Beth Fenton is a commercial litigator who focuses her practice on cases involving business torts, joint venture dissolutions and corporate governance disputes.

Her experience litigating the boundaries of corporate and LLC limited liability has made Beth a sought-out writer and speaker on piercing the corporate and LLC veils and the doctrine’s interplay with the fiduciary duties of officers, directors and members. She also counsels clients regarding business strategy and compliance with respect to creation of special or single purpose entities.
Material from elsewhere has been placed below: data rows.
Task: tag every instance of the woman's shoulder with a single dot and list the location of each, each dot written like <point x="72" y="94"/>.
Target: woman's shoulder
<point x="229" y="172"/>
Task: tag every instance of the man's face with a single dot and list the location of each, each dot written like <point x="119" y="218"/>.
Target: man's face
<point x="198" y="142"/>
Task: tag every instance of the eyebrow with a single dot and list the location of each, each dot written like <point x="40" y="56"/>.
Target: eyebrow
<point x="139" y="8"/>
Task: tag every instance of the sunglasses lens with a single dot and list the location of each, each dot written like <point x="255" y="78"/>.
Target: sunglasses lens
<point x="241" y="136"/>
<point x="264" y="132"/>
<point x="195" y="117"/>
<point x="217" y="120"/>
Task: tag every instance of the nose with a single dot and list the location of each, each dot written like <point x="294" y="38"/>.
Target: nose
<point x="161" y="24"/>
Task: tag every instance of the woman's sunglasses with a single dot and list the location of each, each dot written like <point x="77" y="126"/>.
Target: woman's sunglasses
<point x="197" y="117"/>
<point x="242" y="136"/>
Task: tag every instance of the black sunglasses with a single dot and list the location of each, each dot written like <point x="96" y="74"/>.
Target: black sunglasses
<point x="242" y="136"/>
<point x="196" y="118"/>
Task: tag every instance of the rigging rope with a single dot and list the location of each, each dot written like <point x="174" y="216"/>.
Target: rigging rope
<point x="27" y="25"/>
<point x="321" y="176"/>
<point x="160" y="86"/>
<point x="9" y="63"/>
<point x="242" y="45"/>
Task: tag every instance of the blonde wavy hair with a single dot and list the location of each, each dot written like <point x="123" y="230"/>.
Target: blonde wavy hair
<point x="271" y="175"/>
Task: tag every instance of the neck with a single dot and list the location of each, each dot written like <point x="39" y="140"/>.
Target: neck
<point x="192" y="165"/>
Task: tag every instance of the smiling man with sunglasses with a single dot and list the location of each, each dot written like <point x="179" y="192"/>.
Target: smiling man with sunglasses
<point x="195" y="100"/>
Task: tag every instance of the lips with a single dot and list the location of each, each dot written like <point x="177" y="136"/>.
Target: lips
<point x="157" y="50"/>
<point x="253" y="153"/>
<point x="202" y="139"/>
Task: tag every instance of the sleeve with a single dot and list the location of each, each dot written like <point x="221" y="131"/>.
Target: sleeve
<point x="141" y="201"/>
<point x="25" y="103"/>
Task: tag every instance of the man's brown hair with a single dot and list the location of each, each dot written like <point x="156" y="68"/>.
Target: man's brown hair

Beth represents businesses of all sizes before federal and state courts as well as government agencies such as the Department of Justice, the Securities and Exchange Commission, the Commodity Futures Trading Commission, and the Federal Trade Commission. She has experience and knowledge handling issues arising under the Sherman Act, the False Claims Act, the Delaware General Corporation Law, the Foreign Corrupt Practices Act, and fair lending issues under a number of different state and federal statutes such as the Equal Credit Opportunity Act, the Home Mortgage Disclosure Act, and the Pennsylvania Unfair Trade Practices and Consumer Protection Law. She has significant experience in the area of electronic discovery as she has used legal project management tools to oversee large document reviews, monitor document preservation and litigation holds, and resolve cross-border e-discovery issues. In addition, Beth has assisted emerging companies, private businesses and nonprofit entities with governance and transactions in the United States and internationally.

Previously, Beth was a partner in the Wilmington, Delaware and Philadelphia, Pennsylvania offices of Reed Smith where she led the commercial litigation group in Wilmington.